Pensate se lo sforzo economico, organizzativo e mediatico profuso per imporre il Festival di Sanremo agli italiani fosse stato indirizzato a promuovere persone, imprese e iniziative virtuose. Se invece dei finti pipponi moraleggianti messi in bocca ad avatar più o meno social fossero stati scelti personaggi indipendenti che con le loro idee hanno cambiato o stanno cambiando i destini del pianeta, soprattutto dal punto di vista del modo di stare al mondo. Pensate che servizio alla nazione e all’umanità e con che velocità questo tanto auspicato cambiamento si potrebbe verificare, attraverso l’esempio e l’imitazione.

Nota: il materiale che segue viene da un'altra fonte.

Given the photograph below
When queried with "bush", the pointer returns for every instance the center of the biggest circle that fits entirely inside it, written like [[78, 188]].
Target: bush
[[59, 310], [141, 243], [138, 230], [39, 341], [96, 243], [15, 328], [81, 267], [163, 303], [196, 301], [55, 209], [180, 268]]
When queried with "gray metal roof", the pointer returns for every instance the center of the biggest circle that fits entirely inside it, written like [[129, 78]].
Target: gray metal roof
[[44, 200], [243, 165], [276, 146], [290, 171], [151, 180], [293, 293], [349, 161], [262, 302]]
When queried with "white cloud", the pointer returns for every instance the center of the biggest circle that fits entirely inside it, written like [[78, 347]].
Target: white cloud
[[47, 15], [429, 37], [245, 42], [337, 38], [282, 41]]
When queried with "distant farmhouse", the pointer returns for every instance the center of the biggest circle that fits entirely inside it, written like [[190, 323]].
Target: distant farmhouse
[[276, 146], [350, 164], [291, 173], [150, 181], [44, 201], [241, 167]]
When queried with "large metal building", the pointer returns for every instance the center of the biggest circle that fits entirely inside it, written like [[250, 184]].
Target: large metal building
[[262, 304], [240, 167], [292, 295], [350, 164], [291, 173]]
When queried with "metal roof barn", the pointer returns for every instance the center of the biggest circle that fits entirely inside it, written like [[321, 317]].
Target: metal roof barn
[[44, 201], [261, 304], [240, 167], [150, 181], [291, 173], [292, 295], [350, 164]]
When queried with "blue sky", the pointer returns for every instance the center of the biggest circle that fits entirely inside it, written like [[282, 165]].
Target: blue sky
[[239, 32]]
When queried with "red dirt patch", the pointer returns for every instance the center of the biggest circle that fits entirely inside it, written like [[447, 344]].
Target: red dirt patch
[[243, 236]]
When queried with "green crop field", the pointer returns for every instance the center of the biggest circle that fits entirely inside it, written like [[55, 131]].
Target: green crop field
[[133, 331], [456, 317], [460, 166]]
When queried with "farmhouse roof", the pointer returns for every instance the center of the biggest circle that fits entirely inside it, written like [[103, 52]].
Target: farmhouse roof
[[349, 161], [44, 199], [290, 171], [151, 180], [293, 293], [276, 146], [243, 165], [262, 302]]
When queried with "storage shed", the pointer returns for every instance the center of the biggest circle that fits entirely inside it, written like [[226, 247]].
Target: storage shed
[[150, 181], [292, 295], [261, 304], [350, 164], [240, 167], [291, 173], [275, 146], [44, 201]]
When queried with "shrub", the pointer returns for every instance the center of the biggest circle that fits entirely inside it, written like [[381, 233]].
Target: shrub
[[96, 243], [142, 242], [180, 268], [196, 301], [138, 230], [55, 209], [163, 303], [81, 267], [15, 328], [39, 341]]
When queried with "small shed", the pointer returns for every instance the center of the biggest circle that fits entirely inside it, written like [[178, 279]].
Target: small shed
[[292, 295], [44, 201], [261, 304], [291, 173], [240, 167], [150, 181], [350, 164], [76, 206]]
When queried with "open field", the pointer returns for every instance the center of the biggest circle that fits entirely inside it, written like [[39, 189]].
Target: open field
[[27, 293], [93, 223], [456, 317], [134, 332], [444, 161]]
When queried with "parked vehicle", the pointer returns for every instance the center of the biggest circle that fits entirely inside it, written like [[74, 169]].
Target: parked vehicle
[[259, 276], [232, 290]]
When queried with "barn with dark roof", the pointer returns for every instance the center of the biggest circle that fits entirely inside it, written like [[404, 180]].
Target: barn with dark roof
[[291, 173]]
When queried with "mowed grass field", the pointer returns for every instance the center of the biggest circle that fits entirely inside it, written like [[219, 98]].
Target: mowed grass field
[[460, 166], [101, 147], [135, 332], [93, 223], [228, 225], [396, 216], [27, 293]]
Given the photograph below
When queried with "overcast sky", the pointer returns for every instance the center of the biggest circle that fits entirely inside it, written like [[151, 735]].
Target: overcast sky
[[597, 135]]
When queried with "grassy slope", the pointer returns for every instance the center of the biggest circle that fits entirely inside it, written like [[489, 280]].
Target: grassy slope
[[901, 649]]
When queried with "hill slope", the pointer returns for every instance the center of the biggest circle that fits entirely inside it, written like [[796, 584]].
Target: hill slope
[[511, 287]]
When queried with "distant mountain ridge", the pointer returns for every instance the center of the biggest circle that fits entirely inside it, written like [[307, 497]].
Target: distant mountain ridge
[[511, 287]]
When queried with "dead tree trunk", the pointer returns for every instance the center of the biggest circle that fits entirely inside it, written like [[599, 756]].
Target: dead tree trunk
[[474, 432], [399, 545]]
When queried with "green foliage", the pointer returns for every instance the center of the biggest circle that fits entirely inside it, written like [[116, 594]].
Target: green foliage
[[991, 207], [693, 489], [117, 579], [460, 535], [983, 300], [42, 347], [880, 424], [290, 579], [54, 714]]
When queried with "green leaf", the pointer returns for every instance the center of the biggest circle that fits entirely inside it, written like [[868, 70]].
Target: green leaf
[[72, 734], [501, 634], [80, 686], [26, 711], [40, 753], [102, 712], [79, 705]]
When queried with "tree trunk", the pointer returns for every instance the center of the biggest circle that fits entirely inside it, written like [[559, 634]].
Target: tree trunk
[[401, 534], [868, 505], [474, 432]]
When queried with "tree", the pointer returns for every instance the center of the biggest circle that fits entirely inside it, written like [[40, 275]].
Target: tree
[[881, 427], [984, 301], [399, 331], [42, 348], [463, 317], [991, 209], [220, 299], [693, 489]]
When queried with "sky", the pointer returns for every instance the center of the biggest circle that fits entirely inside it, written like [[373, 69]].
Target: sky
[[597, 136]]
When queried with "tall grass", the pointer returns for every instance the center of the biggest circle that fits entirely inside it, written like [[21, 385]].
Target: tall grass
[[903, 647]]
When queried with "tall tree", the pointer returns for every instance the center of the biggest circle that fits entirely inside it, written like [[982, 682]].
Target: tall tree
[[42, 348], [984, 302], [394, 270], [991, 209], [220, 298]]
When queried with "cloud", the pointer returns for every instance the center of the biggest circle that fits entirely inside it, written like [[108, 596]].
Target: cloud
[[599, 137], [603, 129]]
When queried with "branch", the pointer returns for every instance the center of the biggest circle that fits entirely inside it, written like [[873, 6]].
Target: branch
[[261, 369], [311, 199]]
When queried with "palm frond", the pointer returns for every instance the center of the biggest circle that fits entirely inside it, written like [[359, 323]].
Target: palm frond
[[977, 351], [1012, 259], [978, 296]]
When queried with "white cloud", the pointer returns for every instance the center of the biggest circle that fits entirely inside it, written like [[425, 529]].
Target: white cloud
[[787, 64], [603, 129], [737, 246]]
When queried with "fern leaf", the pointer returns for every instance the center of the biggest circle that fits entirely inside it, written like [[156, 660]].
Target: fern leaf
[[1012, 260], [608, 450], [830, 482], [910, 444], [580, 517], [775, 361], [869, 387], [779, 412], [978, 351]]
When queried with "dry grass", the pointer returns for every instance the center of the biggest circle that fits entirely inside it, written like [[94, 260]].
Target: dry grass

E invece questi eventi sono la conferma del fatto che le iniziative che sono mosse e spinte solo da ragioni economiche non solo sono orientate al mantenimento e al consolidamento dello status quo ma anche al peggioramento della società nel suo complesso.
Chiedere scusa per un gesto che ha segnato l’immaginario collettivo non basta, per essere credibili alle scuse occorre far seguire delle azioni concrete. Blanco metta a dimora migliaia di alberi se vuole lasciare un’opera d’arte e un segno concreto e virtuoso sul pianeta. Le sue canzoni non hanno un valore in sé. Se domani gli esseri umani scomparissero a chi potrebbero interessare?